Oh, I just HATE making money, it's so overly beneficial....

Sorry about them limiting your space. What are they doing with it anyways?

Regardless, you're planted section, per usual, looks phenomenal.


----------



## grogan

They tend to add sellable fish to them. The issue is the same as a frag tank. If a customer wants a fish out of a frag tank the whole organized system gets destroyed. Tomorrow the owner and I are having a meeting about the plants..because I refuse to let our quality suffer because of this. well anyways here are some salt photos for the dark siders


----------



## grogan

:/ hmm who just opened an account with ADA? This guy! I love my job


----------



## funlad3

What's ADA? (ducks)


----------



## grogan

Aquarium Design Amano. Basically Takashi Amano's company. Very expensive, high end products.


----------



## funlad3

Nice... I don't think that using his stuff will give you his skills though...... You already have them! :lol:


----------



## grogan

thanks bud.

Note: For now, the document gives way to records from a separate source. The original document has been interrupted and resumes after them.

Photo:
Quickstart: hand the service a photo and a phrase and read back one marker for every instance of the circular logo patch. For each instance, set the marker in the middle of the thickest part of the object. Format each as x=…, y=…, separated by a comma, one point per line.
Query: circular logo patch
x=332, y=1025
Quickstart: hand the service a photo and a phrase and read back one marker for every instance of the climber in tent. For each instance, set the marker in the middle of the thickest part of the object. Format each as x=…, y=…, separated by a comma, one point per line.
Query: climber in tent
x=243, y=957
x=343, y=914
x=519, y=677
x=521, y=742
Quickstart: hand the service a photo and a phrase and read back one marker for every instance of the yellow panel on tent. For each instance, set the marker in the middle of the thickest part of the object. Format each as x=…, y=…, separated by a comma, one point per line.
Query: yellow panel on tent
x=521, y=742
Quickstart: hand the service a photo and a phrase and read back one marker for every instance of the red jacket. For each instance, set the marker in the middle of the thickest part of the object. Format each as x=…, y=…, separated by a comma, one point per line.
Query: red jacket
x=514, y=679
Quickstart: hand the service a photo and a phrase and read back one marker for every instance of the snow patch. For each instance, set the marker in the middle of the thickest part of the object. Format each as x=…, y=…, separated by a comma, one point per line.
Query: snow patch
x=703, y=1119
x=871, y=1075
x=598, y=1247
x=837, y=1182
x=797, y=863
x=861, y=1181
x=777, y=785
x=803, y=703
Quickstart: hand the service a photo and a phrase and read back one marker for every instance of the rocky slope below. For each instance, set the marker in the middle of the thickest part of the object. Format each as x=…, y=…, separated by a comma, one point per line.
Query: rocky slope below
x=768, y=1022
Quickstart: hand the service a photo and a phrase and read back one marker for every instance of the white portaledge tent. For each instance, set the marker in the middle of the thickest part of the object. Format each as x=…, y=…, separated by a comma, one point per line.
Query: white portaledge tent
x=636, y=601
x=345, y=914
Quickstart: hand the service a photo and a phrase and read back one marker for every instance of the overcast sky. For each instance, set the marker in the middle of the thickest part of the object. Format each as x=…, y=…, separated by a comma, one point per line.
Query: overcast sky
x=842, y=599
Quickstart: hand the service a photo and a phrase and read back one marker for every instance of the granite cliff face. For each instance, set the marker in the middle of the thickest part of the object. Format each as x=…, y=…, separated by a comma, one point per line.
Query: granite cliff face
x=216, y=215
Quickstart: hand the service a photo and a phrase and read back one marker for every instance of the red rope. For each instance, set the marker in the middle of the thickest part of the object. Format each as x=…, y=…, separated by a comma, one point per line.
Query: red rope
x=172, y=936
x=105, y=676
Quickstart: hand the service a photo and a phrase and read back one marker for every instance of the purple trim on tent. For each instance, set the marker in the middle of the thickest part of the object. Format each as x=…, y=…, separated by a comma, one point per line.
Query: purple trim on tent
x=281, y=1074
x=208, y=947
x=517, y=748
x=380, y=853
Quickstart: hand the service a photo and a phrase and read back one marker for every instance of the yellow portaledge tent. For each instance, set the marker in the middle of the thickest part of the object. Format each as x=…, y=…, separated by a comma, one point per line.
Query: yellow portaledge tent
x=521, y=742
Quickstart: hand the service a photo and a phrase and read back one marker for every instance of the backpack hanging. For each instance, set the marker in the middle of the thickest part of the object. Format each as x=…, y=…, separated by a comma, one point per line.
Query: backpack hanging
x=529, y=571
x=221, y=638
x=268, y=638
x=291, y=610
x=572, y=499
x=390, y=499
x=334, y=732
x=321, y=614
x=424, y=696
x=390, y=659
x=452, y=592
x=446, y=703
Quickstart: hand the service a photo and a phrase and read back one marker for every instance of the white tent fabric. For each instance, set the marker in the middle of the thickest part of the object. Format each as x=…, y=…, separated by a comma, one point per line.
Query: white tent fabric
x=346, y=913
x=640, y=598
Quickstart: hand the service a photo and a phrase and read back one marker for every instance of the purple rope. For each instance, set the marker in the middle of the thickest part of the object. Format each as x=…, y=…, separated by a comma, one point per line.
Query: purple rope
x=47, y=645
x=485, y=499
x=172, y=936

However if they want to send me promotional products to experiment on my home tanks...I am strangely okay with that


----------



## funlad3

I'd ask the store to pay for your mastery of the products, like an advanced course for an engineering group.


----------



## Mr. fish

Nice looking store you got there bro.. Prices are a tad bit high for me.. but all in all looks like you get what you pay for here.. i'm sure you keep up with all ur water changes and all fish appear to be healthy. Do you own the store?


----------



## grogan

Nope, I wish I owned it. I am simply blessed with the opportunity to work there. Our prices are high due to shipping cost to Alaska.


----------



## grogan

Update:
I have been out of the shop alot but my tanks are being maintained by one of the girls working there. I thinks she is doing just fine


----------